This is the third of a series of three posts on the subject of our thought life. It’s time to take prisoners. This is something I’ve been working hard to put into practice — even more diligently in the last 48 hours or so — but it takes a great deal of discipline.
First we’ll start with 2 Cor 10:5 in the King James version of the Bible:
Casting down imaginations, and every high thing that exalteth itself against the knowledge of God, and bringing into captivity every thought to the obedience of Christ
The NLT paints a different picture:
With these weapons we break down every proud argument that keeps people from knowing God. With these weapons we conquer their rebellious ideas, and we teach them to obey Christ.
The KJV (and the NASB) envisions thoughts being rounded up and taken captive — possibly appropriate language to the time of writing — while the NLT (and the NIV) talks about teaching “them” to obey Christ. Who or what is “them?” It could be “people kept from knowing God,” but it seems to be “their rebellious ideas;” it’s their ideas that are being “taught,” this is reinforced by the NLT of verse four (the preceding verse) which talks about “the Devil’s strongholds.”

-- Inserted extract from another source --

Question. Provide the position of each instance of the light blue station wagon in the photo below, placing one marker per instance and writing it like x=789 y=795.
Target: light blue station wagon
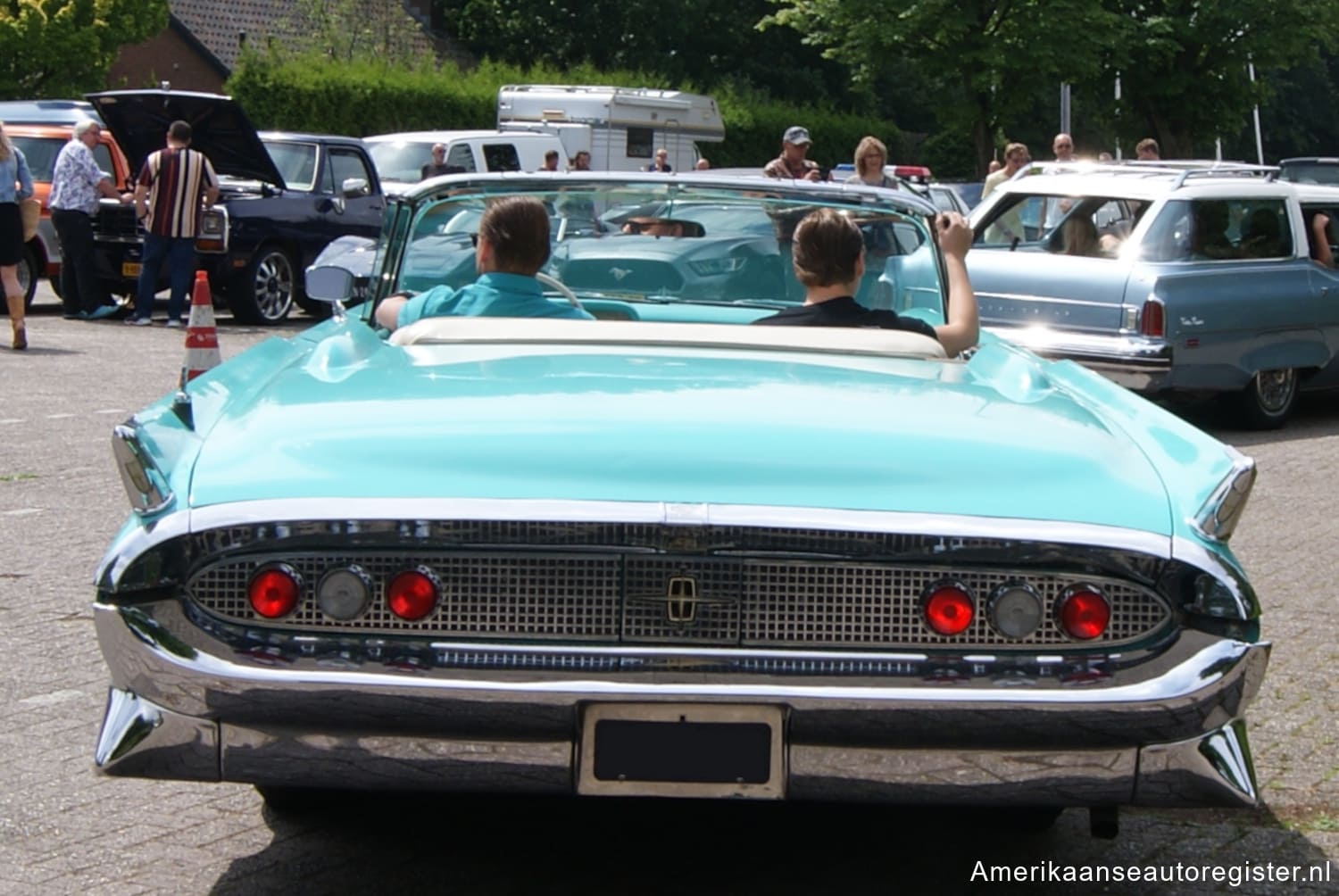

The Message Bible breaks out into similar, but different language:
We use our powerful God-tools for smashing warped philosophies, tearing down barriers erected against the truth of God, fitting every loose thought and emotion and impulse into the structure of life shaped by Christ.
The danger here is losing ourselves in the word pictures and missing the bigger point: It is incumbent on us to guard our thoughts, our hearts, our minds. We have to do this by being gatekeepers of what we will allow to come in; and as gatekeepers we have to never be asleep at our post.